【魚釣島上陸から少し見えてきた事】 工藤淳一


平成24年8月19日朝、私は尖閣諸島魚釣島に上陸した。後で知ったが、私は『東京都議ら10人』の『ら』の方であった。なぜなら私は普通の農民で、いわゆる一般人だからだ。
石垣港に戻り、ホテルに帰った頃から携帯電話が鳴り止まなかった。それどころか私の知らない人からも上陸の感想を求められた。しかし、私に最初に尋ねてきたのは意外にも臨検のため小型高速艇でやってきた海上保安官であった。簡単な事情聴取が終わり巡視船に引き上げる間際になって私に
「上陸のご感想は?」
と聞いてきた。てっきり職務上尋ねたのかとおもって一瞬身構えたが、彼が職務質問したのでないことは、その非常に柔和な表情を見た瞬間に『あ、違う・・・』と判った。
「特にありません。私は政治家ではないので」
と、あえて答えてしまった。正直、この上陸に達成感も満足感も感じなかった。むしろ任務を遂行したという様な、なんというか、やるべき事を行ったに過ぎなかったからだろうか。それどころか、脇ではしゃぐ地方議員達を見ていて少し苛立っていたせいなのかもしれない。

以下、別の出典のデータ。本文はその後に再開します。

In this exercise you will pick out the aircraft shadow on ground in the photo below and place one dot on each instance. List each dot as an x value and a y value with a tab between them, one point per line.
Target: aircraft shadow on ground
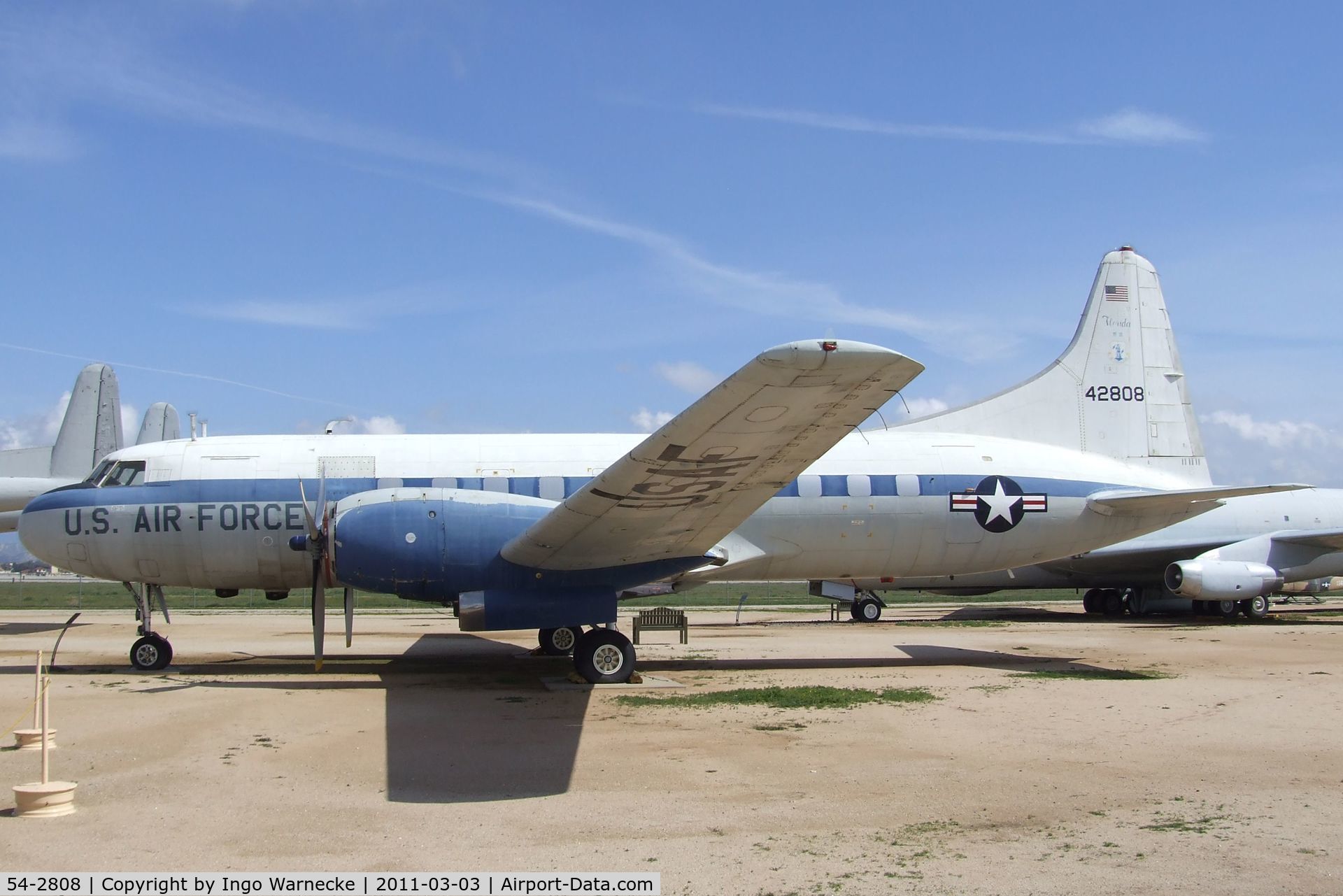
495	734
916	656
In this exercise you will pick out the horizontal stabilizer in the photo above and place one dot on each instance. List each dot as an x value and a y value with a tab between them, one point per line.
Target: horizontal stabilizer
1143	503
680	492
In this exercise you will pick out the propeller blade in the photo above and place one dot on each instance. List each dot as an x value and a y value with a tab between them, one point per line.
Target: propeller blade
319	614
350	616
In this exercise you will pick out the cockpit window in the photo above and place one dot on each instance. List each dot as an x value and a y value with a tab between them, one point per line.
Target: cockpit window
125	473
99	472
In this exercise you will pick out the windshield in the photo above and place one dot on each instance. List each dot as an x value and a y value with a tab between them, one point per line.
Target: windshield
125	473
99	472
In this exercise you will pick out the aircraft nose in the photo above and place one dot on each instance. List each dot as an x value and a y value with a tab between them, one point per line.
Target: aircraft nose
39	529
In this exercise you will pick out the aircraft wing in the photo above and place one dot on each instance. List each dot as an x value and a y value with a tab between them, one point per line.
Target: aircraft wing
688	485
1143	503
1322	539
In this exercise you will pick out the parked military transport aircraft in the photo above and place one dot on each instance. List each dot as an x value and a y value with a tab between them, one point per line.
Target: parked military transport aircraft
1224	562
760	478
89	432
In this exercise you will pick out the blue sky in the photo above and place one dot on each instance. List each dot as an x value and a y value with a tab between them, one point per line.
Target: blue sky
509	217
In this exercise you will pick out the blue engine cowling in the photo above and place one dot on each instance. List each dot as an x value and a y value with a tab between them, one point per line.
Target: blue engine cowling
443	546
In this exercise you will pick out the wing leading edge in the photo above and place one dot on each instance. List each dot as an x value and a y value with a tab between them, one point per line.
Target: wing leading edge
688	485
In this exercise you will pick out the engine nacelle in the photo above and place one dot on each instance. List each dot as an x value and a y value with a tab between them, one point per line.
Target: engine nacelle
429	544
1221	579
443	546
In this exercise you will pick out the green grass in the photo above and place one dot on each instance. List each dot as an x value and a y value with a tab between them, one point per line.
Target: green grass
800	697
1104	675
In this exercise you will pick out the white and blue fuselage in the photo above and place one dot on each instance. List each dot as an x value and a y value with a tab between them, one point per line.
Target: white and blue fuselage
219	512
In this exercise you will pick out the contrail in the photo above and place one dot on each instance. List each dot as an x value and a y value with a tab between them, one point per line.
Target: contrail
197	376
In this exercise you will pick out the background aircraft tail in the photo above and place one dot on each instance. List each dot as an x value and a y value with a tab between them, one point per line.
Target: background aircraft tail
160	425
1118	388
92	427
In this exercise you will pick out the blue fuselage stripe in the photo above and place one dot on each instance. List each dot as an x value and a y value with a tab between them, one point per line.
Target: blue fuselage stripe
235	490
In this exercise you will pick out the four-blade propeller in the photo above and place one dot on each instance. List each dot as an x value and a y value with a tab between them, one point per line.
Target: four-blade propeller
318	543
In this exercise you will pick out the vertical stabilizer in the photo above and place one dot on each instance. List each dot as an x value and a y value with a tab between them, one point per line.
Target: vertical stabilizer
92	427
160	425
1116	390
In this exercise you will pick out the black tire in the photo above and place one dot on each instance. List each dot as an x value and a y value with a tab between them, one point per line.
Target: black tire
1255	608
1112	602
557	642
151	653
604	657
1091	601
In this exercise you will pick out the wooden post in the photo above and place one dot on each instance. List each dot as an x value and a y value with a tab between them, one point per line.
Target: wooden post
45	776
36	693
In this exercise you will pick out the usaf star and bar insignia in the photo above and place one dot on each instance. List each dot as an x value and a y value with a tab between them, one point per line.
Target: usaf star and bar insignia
998	503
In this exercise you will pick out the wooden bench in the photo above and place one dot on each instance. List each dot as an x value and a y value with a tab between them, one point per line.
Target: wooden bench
661	620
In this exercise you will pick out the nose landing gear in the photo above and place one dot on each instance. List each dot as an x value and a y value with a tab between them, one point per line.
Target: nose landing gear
152	650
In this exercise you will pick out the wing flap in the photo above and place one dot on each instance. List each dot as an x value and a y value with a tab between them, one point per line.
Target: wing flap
700	476
1141	503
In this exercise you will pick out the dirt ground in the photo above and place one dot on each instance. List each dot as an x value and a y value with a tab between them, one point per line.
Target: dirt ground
423	748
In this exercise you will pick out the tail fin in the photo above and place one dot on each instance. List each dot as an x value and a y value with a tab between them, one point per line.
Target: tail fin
1116	390
160	425
92	427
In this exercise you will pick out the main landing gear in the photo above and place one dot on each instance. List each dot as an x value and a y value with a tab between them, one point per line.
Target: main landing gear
152	650
867	609
604	656
557	642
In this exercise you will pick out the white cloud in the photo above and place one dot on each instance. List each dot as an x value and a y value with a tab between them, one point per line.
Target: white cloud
649	421
31	141
385	425
1275	433
1125	127
1137	127
924	406
55	417
765	292
688	375
129	423
1242	450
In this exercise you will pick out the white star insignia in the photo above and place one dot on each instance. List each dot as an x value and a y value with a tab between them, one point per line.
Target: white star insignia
1000	504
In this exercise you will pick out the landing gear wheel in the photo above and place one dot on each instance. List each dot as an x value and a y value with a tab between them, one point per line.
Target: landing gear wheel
151	653
604	657
556	642
1256	608
1092	601
1112	602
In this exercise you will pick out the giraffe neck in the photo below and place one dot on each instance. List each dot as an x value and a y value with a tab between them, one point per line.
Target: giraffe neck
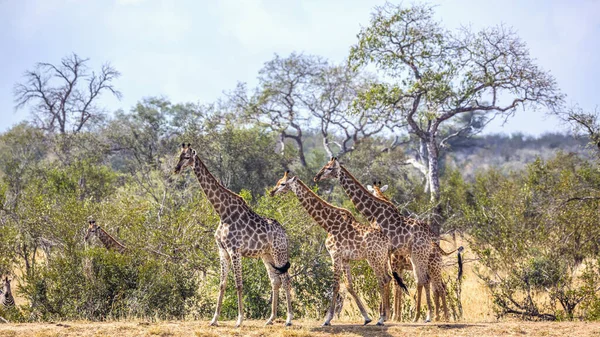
325	214
108	241
220	197
366	203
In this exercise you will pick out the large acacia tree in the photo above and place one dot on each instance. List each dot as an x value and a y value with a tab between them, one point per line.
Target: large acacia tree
436	75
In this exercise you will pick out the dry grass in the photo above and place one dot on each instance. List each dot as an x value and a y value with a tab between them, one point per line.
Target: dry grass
300	329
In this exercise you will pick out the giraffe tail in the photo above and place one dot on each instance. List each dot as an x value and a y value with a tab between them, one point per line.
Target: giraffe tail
283	269
399	281
460	250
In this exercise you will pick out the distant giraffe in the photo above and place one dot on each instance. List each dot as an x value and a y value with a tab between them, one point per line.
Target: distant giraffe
6	298
407	236
400	263
242	233
107	240
347	240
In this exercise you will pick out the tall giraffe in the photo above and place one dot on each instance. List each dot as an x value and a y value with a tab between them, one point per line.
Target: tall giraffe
400	263
347	240
242	233
107	240
407	236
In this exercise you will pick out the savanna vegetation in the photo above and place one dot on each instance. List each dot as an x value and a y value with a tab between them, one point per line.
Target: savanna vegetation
527	207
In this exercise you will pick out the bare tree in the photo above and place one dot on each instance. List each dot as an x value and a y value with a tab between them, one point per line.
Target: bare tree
63	97
437	75
277	102
583	122
331	99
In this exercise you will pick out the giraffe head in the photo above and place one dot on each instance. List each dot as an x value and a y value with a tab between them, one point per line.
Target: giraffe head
331	170
186	157
283	185
92	228
378	190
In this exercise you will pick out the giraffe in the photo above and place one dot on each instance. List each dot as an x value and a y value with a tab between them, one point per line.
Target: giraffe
6	298
400	263
242	233
347	240
407	236
107	240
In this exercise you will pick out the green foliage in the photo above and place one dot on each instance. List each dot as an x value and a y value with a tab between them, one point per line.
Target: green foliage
532	230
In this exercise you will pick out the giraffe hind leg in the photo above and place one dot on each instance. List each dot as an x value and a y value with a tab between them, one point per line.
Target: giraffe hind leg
275	279
236	261
224	260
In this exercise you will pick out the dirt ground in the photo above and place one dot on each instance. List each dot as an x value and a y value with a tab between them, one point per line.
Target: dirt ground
300	329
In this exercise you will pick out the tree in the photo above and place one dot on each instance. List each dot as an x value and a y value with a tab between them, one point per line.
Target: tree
438	75
330	101
583	122
63	97
277	102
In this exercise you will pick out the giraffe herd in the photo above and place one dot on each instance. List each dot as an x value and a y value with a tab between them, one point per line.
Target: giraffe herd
390	242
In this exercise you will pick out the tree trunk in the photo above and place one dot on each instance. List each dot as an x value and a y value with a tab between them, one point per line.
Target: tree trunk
423	160
434	184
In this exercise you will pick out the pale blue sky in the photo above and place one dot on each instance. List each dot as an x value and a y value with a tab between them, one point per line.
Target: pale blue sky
195	50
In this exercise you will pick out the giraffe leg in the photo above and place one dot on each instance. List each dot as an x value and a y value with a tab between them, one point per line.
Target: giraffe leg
236	261
275	283
428	298
352	292
398	293
418	305
285	279
380	268
224	259
337	271
444	305
436	301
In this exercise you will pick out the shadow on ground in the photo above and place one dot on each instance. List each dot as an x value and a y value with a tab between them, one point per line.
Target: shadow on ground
374	330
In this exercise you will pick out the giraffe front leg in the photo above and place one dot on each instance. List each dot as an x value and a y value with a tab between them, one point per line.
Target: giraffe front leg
428	298
224	259
337	271
418	305
275	283
285	279
352	292
236	262
398	293
436	301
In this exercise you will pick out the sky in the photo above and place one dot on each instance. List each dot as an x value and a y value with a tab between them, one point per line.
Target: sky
193	51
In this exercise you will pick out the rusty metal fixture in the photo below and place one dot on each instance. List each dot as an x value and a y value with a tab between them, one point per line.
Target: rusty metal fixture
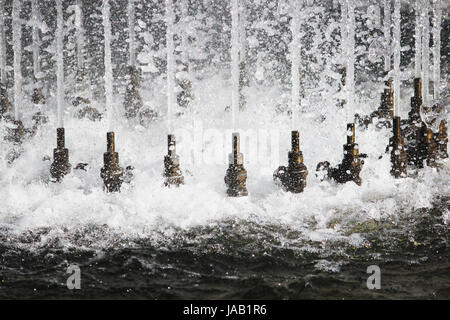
442	140
60	166
386	110
236	176
185	96
293	177
244	81
172	171
399	158
5	105
430	148
133	99
38	97
351	165
16	132
416	129
111	173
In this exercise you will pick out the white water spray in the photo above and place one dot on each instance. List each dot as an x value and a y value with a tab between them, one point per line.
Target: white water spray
350	59
425	52
418	40
387	34
295	62
242	33
59	62
79	34
437	13
131	33
108	64
397	51
17	48
2	43
234	61
36	39
170	62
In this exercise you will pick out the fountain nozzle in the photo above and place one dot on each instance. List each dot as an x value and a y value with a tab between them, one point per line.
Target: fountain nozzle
399	157
111	173
60	166
172	170
351	166
293	177
236	175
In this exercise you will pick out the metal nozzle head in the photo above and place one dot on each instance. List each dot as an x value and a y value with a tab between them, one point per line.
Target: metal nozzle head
418	87
60	138
110	141
295	140
396	126
236	144
171	143
350	133
389	83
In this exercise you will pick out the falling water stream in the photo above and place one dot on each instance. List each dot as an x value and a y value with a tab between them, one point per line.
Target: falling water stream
2	44
170	63
60	63
295	62
110	103
194	242
397	52
17	48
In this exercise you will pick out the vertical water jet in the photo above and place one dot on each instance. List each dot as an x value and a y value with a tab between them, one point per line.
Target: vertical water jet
441	136
38	97
17	132
185	95
111	172
172	170
244	80
293	177
236	175
5	105
396	142
351	165
133	99
60	166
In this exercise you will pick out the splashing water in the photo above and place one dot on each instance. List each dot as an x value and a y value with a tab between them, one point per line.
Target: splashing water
110	103
17	48
170	63
60	63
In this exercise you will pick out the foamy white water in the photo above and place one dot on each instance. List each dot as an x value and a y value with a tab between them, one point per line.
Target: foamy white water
60	63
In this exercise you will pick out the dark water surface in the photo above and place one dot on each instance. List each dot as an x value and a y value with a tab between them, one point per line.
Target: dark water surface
232	260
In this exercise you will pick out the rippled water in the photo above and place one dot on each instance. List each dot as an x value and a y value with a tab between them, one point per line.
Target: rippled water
233	259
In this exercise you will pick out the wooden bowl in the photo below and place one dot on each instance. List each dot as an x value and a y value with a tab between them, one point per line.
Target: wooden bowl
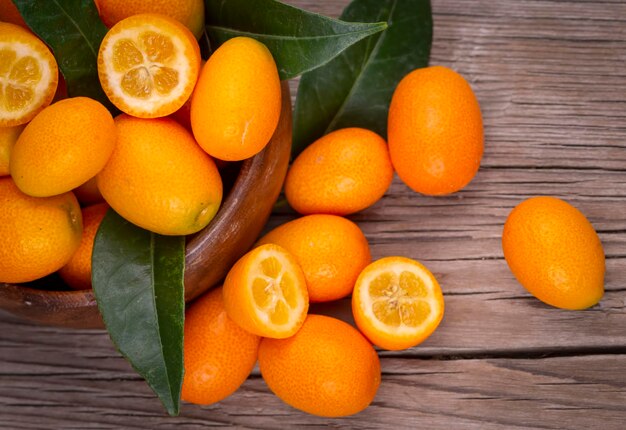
209	254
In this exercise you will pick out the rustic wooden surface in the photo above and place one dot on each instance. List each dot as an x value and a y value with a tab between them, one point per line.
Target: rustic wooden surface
550	78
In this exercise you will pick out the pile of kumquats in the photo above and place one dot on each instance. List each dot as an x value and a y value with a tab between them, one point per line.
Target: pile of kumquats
154	164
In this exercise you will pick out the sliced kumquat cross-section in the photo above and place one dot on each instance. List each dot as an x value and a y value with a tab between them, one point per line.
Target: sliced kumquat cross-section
148	65
397	303
28	75
265	292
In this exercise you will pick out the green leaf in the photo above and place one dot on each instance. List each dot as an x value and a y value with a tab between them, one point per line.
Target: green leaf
137	278
74	31
355	89
299	40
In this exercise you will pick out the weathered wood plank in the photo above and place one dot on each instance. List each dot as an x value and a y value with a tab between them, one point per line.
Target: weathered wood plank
559	392
550	79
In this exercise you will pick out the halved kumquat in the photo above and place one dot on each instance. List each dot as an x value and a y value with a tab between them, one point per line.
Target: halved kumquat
28	75
397	303
265	292
148	65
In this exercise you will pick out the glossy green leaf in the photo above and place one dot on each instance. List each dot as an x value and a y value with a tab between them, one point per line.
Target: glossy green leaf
299	40
355	89
137	278
74	31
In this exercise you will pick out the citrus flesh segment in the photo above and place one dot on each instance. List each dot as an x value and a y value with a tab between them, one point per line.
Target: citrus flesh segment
265	292
28	75
397	303
148	65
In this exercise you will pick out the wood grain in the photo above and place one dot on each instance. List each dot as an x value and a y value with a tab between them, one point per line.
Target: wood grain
550	79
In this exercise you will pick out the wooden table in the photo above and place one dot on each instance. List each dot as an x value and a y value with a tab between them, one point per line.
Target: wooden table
550	76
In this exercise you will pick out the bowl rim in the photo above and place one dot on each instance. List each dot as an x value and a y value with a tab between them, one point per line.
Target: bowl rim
249	173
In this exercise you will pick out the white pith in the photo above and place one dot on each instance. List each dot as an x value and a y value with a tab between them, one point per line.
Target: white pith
397	269
179	62
39	90
262	313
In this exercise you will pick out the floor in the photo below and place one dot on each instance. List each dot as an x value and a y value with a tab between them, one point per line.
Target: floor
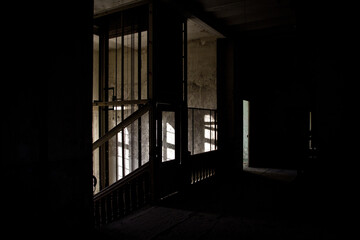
268	204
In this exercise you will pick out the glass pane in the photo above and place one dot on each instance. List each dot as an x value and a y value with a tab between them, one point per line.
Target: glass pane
168	136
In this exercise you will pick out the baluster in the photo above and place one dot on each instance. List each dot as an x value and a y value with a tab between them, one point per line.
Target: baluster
125	199
96	213
130	197
102	211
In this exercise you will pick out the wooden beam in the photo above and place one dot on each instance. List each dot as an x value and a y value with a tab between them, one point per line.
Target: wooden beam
127	121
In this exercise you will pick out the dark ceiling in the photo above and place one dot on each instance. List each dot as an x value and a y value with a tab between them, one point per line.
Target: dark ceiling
239	15
229	15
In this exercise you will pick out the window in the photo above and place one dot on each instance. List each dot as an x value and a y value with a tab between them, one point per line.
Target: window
209	133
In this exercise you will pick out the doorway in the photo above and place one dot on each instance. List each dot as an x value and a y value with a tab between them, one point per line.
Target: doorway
246	111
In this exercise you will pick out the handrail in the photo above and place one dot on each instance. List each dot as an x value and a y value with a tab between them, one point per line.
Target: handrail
134	174
123	197
120	103
123	124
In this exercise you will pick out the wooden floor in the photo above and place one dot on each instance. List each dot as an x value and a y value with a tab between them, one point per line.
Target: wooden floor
263	206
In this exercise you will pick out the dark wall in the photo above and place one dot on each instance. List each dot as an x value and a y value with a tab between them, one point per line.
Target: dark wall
47	130
266	75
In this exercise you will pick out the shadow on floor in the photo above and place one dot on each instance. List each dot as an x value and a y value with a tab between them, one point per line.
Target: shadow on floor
253	206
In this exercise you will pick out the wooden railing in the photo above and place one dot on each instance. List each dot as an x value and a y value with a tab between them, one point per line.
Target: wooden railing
123	197
202	166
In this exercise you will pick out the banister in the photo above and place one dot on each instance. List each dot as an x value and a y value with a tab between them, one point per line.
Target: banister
134	174
123	124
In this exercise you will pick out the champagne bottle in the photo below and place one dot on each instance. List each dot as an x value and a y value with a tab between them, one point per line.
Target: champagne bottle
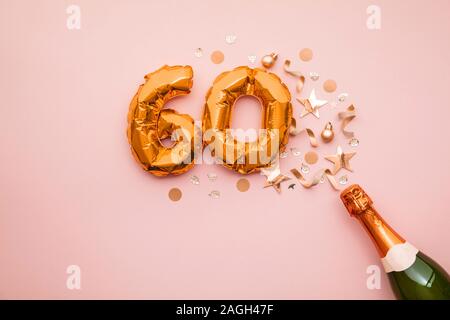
412	274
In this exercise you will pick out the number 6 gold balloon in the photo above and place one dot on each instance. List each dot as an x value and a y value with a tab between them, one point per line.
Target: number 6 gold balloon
149	123
247	157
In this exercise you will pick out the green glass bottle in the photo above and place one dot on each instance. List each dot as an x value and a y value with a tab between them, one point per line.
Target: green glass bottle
412	275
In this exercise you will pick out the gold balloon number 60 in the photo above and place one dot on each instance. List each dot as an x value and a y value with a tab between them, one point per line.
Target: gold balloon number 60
149	123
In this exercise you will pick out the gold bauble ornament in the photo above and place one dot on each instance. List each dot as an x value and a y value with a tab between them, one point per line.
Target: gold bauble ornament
327	133
269	60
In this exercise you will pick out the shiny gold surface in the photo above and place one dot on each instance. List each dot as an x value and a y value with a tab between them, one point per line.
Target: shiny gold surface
359	204
149	123
246	157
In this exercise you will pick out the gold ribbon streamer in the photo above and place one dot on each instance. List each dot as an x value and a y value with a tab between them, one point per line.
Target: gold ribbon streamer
316	178
297	74
294	131
347	116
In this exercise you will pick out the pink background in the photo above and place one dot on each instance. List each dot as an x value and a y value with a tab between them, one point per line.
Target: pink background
71	193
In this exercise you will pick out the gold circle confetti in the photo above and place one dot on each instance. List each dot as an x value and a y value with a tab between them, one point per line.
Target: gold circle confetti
311	157
330	86
175	194
306	54
243	185
217	57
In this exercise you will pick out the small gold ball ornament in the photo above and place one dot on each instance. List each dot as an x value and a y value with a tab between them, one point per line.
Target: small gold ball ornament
269	60
327	133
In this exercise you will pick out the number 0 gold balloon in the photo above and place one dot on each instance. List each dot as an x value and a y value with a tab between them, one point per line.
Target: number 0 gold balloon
247	157
149	123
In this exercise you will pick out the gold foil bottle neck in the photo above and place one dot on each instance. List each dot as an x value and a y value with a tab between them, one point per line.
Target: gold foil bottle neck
356	200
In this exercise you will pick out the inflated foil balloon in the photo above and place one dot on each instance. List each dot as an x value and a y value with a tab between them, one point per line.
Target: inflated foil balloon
247	157
149	123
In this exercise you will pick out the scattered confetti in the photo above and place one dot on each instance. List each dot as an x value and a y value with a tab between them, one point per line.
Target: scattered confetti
306	54
230	39
297	74
217	57
269	60
175	194
214	194
311	157
311	104
243	185
194	180
330	86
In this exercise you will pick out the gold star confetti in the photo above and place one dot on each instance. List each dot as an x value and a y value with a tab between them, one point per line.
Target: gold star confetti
276	183
312	105
340	160
274	177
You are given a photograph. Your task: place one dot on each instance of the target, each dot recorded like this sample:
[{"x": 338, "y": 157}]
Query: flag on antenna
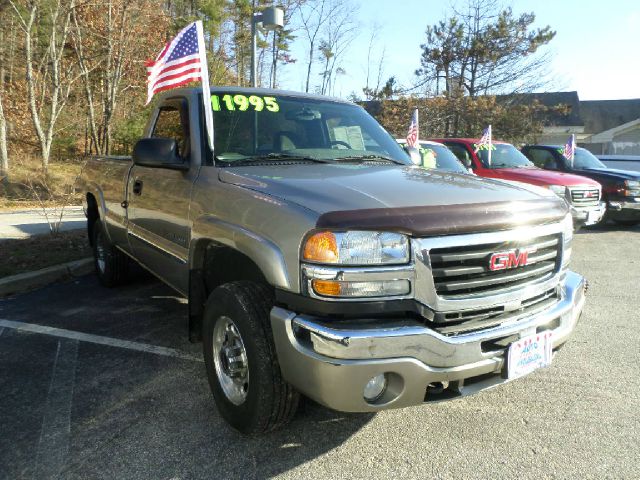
[
  {"x": 183, "y": 60},
  {"x": 412, "y": 135},
  {"x": 569, "y": 150},
  {"x": 485, "y": 143}
]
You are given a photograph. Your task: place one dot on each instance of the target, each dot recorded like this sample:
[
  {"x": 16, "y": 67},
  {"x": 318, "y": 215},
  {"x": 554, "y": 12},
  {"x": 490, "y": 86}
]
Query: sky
[{"x": 596, "y": 50}]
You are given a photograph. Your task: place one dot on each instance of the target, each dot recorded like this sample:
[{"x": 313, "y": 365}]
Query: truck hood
[
  {"x": 611, "y": 174},
  {"x": 409, "y": 199},
  {"x": 538, "y": 176}
]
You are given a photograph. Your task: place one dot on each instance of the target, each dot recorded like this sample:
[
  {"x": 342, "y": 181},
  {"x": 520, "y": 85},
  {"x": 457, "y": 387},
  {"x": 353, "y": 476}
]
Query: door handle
[{"x": 137, "y": 187}]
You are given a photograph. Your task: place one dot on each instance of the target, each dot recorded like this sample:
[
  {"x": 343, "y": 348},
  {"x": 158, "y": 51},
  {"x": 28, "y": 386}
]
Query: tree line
[{"x": 72, "y": 76}]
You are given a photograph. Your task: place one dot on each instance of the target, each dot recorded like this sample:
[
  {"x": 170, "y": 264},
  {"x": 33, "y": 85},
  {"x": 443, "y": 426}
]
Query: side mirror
[
  {"x": 414, "y": 155},
  {"x": 158, "y": 153}
]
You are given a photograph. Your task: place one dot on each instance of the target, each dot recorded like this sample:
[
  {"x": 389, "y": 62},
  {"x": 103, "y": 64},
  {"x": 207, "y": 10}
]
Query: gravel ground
[{"x": 74, "y": 407}]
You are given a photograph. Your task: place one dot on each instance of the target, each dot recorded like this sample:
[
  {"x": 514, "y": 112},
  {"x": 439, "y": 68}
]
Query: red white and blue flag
[
  {"x": 569, "y": 149},
  {"x": 183, "y": 60},
  {"x": 485, "y": 143},
  {"x": 412, "y": 135},
  {"x": 485, "y": 140}
]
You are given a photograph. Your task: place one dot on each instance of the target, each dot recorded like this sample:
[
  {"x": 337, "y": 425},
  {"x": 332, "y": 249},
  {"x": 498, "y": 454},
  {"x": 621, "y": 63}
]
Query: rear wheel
[
  {"x": 627, "y": 223},
  {"x": 110, "y": 263},
  {"x": 241, "y": 362}
]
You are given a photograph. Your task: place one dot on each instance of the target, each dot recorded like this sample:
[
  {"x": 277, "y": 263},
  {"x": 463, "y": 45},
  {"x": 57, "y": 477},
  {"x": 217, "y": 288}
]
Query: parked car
[
  {"x": 623, "y": 162},
  {"x": 318, "y": 260},
  {"x": 507, "y": 163},
  {"x": 620, "y": 188},
  {"x": 437, "y": 156}
]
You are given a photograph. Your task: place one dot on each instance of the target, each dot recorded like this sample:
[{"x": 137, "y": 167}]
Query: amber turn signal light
[
  {"x": 321, "y": 247},
  {"x": 328, "y": 288}
]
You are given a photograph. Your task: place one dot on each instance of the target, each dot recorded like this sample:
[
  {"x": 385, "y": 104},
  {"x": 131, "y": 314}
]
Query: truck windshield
[
  {"x": 504, "y": 155},
  {"x": 270, "y": 128},
  {"x": 440, "y": 157},
  {"x": 584, "y": 159}
]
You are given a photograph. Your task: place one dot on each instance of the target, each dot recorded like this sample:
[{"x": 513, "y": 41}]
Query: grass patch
[
  {"x": 25, "y": 255},
  {"x": 27, "y": 186}
]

上陸の達成感や高揚感や満足感といった、いわゆる自己満足感は私には全くない。それよりも、次の一手をどうするのか、どうしたら日本人が目覚めるのかで頭の中がいっぱいなのだ。
家路につく途中、様々なメディアが領土問題で賑わっているのを見てきた。しかし、ややもすれば従来通りのお門違いな『棚上げ論』に話をすり替えようとしている。棚上げすれば解決するのか?例えどんなことがあっても『日本の強い意志』を示す方が中国人の様な連中には判りやすいはずだし、それが世界中の全部の国が当たり前に行う『国家の意志を示す』ということだ。方法は問わなくて良い。しかし、日本だけがその意志を示そうとしないのは不思議だ。
こうして私は、いかに戦後日本が腐れ果ててきたかを憂うばかりであるし、上陸後はますますその憂いが深くなってしまったのだ。

最後に一つだけ私の心に安らぎと癒しを与えてくれた言葉があった。それは、私が乗船した漁船の船長と漁師さん(海人=うみんちゅと敬意を込めて言う)が私に言ってくれた言葉だった。
魚釣り島から漁船に戻った直後、私は直ちに“うみんちゅ”に謝りに行った。真っ直ぐ向かった。何よりもまずこの人達に謝るべきだと感じたからだ。なぜなら、彼等“うみんちゅ”はこうした海でのトラブル(この上陸も)の場合、翌日以降、毎日繰り返し海保に出頭を求められるからだ。場合によっては15日も出頭し延々事情聴取を受けねばならないので仕事が半月もできない。飯の食い上げになるからである。
相当怒っているだろうと思ったが“うみんちゅ”の眼を見て(というかむしろ睨み付けるように)謝った。
ところが、彼等はニヤリと微笑んでこう言い放った。
「ありがとう♪スッとしたよ〜」である。
私は腰が抜けるほどホッとした。しかもタバコまでくれた。
「ご褒美だ!」
上陸から1日後、警察での任意の事情聴取が終わった夜、私は数人の“うみんちゅ”に連行された。“うみんちゅ”御用達のキャバレーへである。
船長が私に熱く語っていた。
「俺たちは嬉しいのさ。こんな遠い島までやって来たお前達から愛国心というものを教わった。今までそう思ってなかったけど、ヤマト(本土の日本人)は俺たちを見放しては居なかったんだな!!ありがと!!同じ日本人だもんな!!」
ゴッツくて真っ黒に日焼けした熊みたいな船長が、泣きそうな顔で私の手を握りしめた。酔っぱらいすぎて気持ち悪かったが私もうっかり泣きそうだった。その途端、向かい席に座っていた同じ様なゴッツイ“うみんちゅ”が
「そんなことよりコイツに嫁を世話してやって〜♪女房に逃げられたからさ〜♪」

尖閣がある海で生きる男達が私を受け入れてくれた!石垣の“うみんちゅ”が同じ日本人だと言ってくれた!』
ズッコケながらも熱い心がこみ上げてきた。その瞬間、憂鬱な私の心がスッキリと晴れた。上陸して心から喜べたのだ。